- - Monday, January 9, 2012


Governor pardons four killers, robber

JACKSON — Outgoing Mississippi Gov. Haley Barbour has pardoned four convicted murderers who worked as inmate trusties at the Governor’s Mansion.

Relatives of three of the victims told the Associated Press that corrections officials notified them Saturday.

Mr. Barbour’s office hasn’t responded to numerous messages. Mr. Barbour, a Republican, leaves office Tuesday.

Copies of the pardons filed with the Mississippi Secretary of State’s office were released Monday. They show how Mr. Barbour pardoned five men, the convicted killers and a man serving life for robbery.

State records show the pardoned inmates are David Gatlin, convicted of killing his estranged wife in 1993; Joseph Ozment, convicted in 1994 of killing a man during a robbery; Anthony McCray, convicted in 2001 of killing his wife; Charles Hooker, sentenced to life in 1992 for murder; and Nathan Kern, sentenced to life in 1982 for burglary after serving time for at least two prior convictions.


Charity accused by U.S. of Hamas ties disbands

TOLEDO — A charity that the government suspected of having ties to the militant Islamic group Hamas has shut down but is still negotiating a settlement with the U.S. Department of the Treasury over its frozen assets.

The filing made last week comes nearly six years after the Treasury Department essentially closed the charity’s operation when it ordered U.S. banks to freeze the group’s assets, saying it was funneling money to a terrorist organization.
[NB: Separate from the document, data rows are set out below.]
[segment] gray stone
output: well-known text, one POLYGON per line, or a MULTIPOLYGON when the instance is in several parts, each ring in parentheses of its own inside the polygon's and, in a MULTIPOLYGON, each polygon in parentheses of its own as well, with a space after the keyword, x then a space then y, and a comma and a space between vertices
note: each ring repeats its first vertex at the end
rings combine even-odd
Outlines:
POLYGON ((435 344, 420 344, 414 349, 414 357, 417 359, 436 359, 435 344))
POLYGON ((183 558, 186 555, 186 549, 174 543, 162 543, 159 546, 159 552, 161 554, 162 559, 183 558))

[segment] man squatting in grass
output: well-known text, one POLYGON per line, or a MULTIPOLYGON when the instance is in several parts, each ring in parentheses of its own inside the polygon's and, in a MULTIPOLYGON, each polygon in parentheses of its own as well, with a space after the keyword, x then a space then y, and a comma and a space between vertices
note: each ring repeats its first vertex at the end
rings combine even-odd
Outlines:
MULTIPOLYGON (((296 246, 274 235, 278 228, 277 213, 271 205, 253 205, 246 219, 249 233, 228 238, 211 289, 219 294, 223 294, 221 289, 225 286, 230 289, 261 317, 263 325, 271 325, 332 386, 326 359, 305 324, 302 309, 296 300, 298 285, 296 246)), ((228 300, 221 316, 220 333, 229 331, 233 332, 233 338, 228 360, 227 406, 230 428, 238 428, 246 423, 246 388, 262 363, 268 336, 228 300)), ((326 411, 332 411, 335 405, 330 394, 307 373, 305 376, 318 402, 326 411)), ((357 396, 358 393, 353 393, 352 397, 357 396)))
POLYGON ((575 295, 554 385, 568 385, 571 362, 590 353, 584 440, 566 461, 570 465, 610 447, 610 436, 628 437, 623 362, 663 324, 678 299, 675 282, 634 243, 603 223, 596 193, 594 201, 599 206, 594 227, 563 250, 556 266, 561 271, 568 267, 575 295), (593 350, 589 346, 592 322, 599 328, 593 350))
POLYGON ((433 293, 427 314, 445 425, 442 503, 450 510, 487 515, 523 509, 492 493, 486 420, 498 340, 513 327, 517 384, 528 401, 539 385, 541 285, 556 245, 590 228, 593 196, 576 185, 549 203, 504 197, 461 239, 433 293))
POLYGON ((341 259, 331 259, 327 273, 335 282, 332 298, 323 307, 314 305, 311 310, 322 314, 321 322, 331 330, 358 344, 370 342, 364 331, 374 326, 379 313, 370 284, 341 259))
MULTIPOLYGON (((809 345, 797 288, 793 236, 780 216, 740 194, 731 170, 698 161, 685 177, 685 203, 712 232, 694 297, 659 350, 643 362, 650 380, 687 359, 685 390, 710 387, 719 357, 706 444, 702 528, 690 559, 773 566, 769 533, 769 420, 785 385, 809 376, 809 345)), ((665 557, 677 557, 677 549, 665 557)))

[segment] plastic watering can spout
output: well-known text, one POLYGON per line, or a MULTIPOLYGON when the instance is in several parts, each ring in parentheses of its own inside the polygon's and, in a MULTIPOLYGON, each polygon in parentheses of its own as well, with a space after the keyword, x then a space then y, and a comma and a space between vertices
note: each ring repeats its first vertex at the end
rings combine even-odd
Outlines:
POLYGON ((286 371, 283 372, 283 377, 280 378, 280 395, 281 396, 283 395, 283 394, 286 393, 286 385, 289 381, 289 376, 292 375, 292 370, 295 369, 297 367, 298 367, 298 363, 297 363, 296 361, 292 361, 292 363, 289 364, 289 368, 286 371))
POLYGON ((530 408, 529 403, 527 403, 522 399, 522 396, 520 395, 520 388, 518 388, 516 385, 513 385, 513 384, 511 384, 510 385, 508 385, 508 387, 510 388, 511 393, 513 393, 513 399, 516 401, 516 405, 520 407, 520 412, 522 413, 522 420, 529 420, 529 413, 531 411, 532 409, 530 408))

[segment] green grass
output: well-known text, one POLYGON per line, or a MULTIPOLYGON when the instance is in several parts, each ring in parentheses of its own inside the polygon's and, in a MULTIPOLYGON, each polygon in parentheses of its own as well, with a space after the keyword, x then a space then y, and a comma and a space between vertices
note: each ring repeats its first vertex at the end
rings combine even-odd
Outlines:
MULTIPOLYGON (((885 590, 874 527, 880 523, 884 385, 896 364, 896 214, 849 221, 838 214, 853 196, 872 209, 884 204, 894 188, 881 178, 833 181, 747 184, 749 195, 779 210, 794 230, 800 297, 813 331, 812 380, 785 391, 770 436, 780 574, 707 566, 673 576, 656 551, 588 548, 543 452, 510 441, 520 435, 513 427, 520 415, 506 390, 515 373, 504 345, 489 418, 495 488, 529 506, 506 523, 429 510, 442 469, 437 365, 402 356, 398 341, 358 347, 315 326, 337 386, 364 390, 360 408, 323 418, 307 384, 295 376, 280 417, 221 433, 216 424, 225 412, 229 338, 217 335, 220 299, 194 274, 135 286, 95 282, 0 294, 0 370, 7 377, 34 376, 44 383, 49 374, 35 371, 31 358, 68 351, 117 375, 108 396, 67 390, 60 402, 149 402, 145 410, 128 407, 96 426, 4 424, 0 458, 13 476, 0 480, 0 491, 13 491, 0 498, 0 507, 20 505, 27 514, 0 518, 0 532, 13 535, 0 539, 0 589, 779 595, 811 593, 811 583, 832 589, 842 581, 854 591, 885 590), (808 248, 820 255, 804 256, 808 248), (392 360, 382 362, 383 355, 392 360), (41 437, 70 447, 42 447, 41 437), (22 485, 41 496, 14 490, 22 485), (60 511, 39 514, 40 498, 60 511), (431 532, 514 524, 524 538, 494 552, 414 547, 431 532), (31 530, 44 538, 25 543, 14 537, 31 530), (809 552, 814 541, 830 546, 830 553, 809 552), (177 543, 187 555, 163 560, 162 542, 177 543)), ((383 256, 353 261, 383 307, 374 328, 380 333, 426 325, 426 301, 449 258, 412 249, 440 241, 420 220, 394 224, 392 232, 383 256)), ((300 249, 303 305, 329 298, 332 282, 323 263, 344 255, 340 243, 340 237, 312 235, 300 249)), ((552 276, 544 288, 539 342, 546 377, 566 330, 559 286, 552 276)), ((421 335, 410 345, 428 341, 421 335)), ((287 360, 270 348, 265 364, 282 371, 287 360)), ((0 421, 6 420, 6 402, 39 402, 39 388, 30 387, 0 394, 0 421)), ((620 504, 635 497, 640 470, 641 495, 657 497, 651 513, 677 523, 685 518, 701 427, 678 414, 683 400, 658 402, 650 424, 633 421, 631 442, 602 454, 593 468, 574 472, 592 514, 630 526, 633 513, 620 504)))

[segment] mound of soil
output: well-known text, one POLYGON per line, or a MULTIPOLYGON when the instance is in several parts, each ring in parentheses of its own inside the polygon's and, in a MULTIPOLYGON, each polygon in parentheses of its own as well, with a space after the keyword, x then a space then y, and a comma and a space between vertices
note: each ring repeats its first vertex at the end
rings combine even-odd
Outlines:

The leaders of KindHearts for Charitable Humanitarian Development in Toledo denied being connected to any terrorist group and sued the government after it refused to say why the charity’s money was frozen.

The two sides are working to finalize a settlement after reaching a preliminary agreement, according to court filings in the past few months. The government expects a deal to be completed by early July.

A federal judge sided with the charity in 2009, ruling that the government violated the Constitution because it did not tell the organization why it was freezing its assets or give it a chance to respond. The judge later told the government to halt the investigation because its actions could cause KindHearts to lose its attorneys and harm its reputation.